Светало. Где-то хлопнули дверью, разнесся хриплый кашель - и опять бормочущая тишина и ритм, от которого опускаются веки, наливаясь горячей тяжестью, и слабеет тело в сладкой истоме. Гонзе так знакомо это промежуточное состояние между сном и бодрствованием. Заменитель, эрзац - не более. Но со временем научаешься спать в любом положении: скорчившись, зарывшись в мешки на крыше малярки, на стульчаке в уборной, уткнувшись лицом в ладони, в раздевалке на калориферах центрального отопления, стоя, как лошадь; со временем все это складывается в целостную систему, ты делаешься мастером молниеносного засыпания в любом положении, на самое короткое время - пожалуй, ты ухитрился бы заснуть даже вися вниз головой, как летучая мышь, или на ходу, на бегу даже. Достаточно закрыть глаза - и падаешь, падаешь... А потом в испуге схватываешься, что вот-вот брякнешься башкой в тарелку с похлебкой - стоп! И приходишь в себя от всех этих снов и засыпаний, от дрем и дремот, полуснов и четвертьснов - с выпотрошенным мозгом, с жарким пятном на лице, а во рту у тебя собралась слюна. Но даже и в таком минутном сне есть известное облегчение. В нем - бегство. Бегство! Начинаешь вдруг воспринимать все острые углы жизни как-то сглаженно, как нечто далекое; через блаженно отрешенное сознание твое свободно льются представления обо всех цветах, всех ароматах, всех звуках - представления, не связанные меж собою ничем, что помешало бы воспринимать их, - и ты в этом особом состоянии гипноза то всплываешь, то погружаешься, как водолаз, и падаешь на дно, и тогда какой-нибудь посторонний резкий звук мгновенно выносит тебя на поверхность сознания, в настоящее - к утреннему пригородному поезду, к силуэту девичьей фигуры в коридоре, а потом ко всему этому припутываются вчерашние лица, они приближаются и уплывают - вот Павел, вот лица тех, кто был у Коблицев на вечеринке, и Бацилла, и все остальные, которых свели друг с другом завод, военное время, и даже обшарпанная кофейня, где еще немножко топят; потом всплывает обрывок из Брамса, и треск шаров на бильярде, и плеск ночного ливня за бумажными шторами затемнения...

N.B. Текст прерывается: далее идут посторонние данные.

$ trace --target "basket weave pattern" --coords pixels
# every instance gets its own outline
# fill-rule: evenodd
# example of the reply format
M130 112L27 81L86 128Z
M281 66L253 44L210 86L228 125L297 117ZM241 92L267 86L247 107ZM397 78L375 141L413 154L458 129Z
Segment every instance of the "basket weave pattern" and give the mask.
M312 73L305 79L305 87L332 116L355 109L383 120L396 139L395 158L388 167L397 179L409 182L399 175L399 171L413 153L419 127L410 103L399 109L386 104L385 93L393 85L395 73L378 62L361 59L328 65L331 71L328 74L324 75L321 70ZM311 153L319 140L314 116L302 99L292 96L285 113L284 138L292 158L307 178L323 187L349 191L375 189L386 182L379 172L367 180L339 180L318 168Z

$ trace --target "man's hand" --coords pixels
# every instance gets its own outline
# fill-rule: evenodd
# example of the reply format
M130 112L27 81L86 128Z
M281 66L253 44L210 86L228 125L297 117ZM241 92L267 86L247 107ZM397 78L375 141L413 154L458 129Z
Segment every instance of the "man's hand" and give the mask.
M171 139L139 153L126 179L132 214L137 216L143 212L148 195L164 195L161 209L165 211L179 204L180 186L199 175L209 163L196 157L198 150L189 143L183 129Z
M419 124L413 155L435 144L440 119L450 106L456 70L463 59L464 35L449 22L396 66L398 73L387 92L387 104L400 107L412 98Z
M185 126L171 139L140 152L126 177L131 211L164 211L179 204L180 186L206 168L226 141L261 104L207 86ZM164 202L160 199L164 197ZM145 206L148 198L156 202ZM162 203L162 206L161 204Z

Она едет в том же поезде, ему достаточно приоткрыть, веки, глянуть сквозь щелочку, но лучше закрыть глаза, так он видит ее явственнее, совсем живую. Вот мелькнула она между стапелями, в тесных рабочих брюках, в платочке; в руке несет тигель с заклепками. Он издалека узнает ее шаги. Движутся одни ее ноги: туловище, плечи и прямая шея остаются в непостижимом покое. И все же нет и намека на неестественность в такой походке. Гляньте, говорит кто-то, как выступает! А Гонза ест ее глазами, и приходит ему на ум Настасья Филипповна из «Идиота». Точно! В ней гордая красота Настасьи, и чужие взгляды она несет на себе так, будто их не замечает. Темные, чуть, чуть раскосые глаза устремлены вперед без интереса, без удивления, будто смотрят сквозь предметы и сквозь тебя-куда-то далеко, но в них ты не найдешь высокомерия. Скорее это сдержанность. Весь день она среди людей, в грязи и грохоте фюзеляжного цеха, и все же как-то странно одинока, замкнута в невидимом кругу, в который не пускает никого, равнодушная к окружающей грубости, безучастная к сальным взглядам, которыми ее ощупывают. Ее безучастность внушает особое уважение, хотя на первых порах это свойство дразнило тех, кому незнакомо чувство неловкости. Многие из фюзеляжного цеха пытались познакомиться с ней поближе, но никто не преуспел. Эта свинья Пепек Ржига пытался назначить ей свидание. А после неудавшейся атаки презрительно сморщил свой пятачок и выразился так: «Маркиза! Цену себе набивает! А я вам говорю: шкура она. Ей подавай хахаля с деньжатами. Знаю я таких».